By Shauna Stephenson

Our story this week begins with a tiny life-form invisible to the naked eye.

Its name is Thermus aquaticus, a small bacterium originally found in hot springs at Yellowstone National Park.

A small worm-like structure, it thrives at about 160 degrees Fahrenheit, using things like methane, hydrogen gas or hydrogen sulfide rather than sunlight for energy. It's a member of the kingdom of microbes that first evolved on this planet about 3.5 billion years ago, a kingdom so immense scientists only have an inkling of its possibilities.

It is a strange sounding bugger, but an important one.

Despite archaic beginnings, Thermus aquaticus holds the key to a chain of events that brings us to a very modern conundrum involving the national park, an arduous lawsuit brought by groups of conservationists, a pending release of a much-awaited Environmental Impact Statement and a story known to some as "the great Taq rip-off."

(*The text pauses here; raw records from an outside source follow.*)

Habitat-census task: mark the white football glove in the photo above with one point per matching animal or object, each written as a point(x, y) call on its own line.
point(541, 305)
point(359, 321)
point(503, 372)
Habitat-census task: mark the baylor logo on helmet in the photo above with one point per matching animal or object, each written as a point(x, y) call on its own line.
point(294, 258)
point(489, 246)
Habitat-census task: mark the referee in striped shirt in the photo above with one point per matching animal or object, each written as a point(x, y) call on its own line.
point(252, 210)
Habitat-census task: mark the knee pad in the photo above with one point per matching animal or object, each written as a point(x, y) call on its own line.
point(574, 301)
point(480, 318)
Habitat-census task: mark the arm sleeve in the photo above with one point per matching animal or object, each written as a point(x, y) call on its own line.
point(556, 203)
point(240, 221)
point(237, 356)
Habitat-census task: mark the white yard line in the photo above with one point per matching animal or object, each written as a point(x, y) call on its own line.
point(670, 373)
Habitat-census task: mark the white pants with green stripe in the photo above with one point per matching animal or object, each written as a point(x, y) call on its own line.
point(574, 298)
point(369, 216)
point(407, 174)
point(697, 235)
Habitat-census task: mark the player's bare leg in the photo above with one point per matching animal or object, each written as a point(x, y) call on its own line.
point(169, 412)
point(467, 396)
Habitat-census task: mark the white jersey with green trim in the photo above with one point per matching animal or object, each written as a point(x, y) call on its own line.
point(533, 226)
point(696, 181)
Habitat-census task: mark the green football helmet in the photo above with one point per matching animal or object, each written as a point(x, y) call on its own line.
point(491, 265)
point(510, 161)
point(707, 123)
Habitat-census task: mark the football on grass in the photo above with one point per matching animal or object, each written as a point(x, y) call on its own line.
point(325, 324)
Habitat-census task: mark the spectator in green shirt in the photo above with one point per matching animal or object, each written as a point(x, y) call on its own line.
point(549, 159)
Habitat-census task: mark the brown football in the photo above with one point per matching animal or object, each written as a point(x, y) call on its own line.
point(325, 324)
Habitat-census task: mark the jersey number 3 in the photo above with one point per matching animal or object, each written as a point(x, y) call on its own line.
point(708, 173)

Let's start where all good stories do - at the beginning.

Where it all began

In 1966, Thomas Brock, a Ph.D. at Indiana University, and Hudson Freeze, an undergraduate student, were conducting research at Yellowstone National Park.

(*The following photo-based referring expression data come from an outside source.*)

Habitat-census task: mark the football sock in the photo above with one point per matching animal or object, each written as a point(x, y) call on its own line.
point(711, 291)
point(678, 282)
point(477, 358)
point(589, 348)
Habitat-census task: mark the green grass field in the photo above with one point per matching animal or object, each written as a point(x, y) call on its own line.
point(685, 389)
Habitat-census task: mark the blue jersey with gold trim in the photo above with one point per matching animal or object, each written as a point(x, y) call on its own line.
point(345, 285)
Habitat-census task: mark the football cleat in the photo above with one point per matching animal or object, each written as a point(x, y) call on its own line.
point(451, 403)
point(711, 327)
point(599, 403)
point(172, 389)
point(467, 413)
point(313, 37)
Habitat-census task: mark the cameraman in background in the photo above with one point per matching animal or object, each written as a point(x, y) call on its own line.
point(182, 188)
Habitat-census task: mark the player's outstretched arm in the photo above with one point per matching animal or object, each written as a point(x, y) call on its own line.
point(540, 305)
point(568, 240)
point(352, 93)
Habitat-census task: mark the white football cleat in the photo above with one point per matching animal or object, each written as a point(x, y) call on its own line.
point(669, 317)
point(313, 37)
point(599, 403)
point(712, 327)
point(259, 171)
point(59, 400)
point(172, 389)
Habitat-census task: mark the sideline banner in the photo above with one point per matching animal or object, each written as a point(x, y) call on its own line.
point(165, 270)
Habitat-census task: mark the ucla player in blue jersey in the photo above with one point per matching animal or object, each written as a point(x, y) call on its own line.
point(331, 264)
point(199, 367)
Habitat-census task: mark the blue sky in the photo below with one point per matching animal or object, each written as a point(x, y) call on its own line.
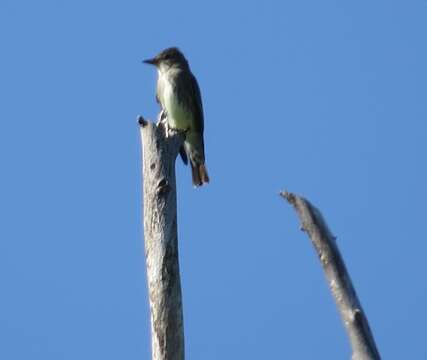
point(326, 99)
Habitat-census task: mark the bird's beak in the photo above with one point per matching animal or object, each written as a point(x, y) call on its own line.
point(150, 61)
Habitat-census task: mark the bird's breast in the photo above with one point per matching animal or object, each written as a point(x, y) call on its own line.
point(178, 116)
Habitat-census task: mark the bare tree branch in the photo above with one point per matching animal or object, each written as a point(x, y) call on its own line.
point(161, 241)
point(352, 314)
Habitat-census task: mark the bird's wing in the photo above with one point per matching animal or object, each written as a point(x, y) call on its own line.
point(187, 84)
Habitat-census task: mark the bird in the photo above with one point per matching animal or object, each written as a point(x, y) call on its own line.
point(178, 94)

Brock and Freeze were interested in thermophiles and collected pink bacteria and small samples of mats from the outflow channel of Mushroom Spring.

Later that fall, Freeze isolated a strain from the bacteria, and he and Brock published a paper naming the organism Thermus aquaticus, also known as Taq. The paper was a scientific milestone, proving that organisms could live at higher temperatures.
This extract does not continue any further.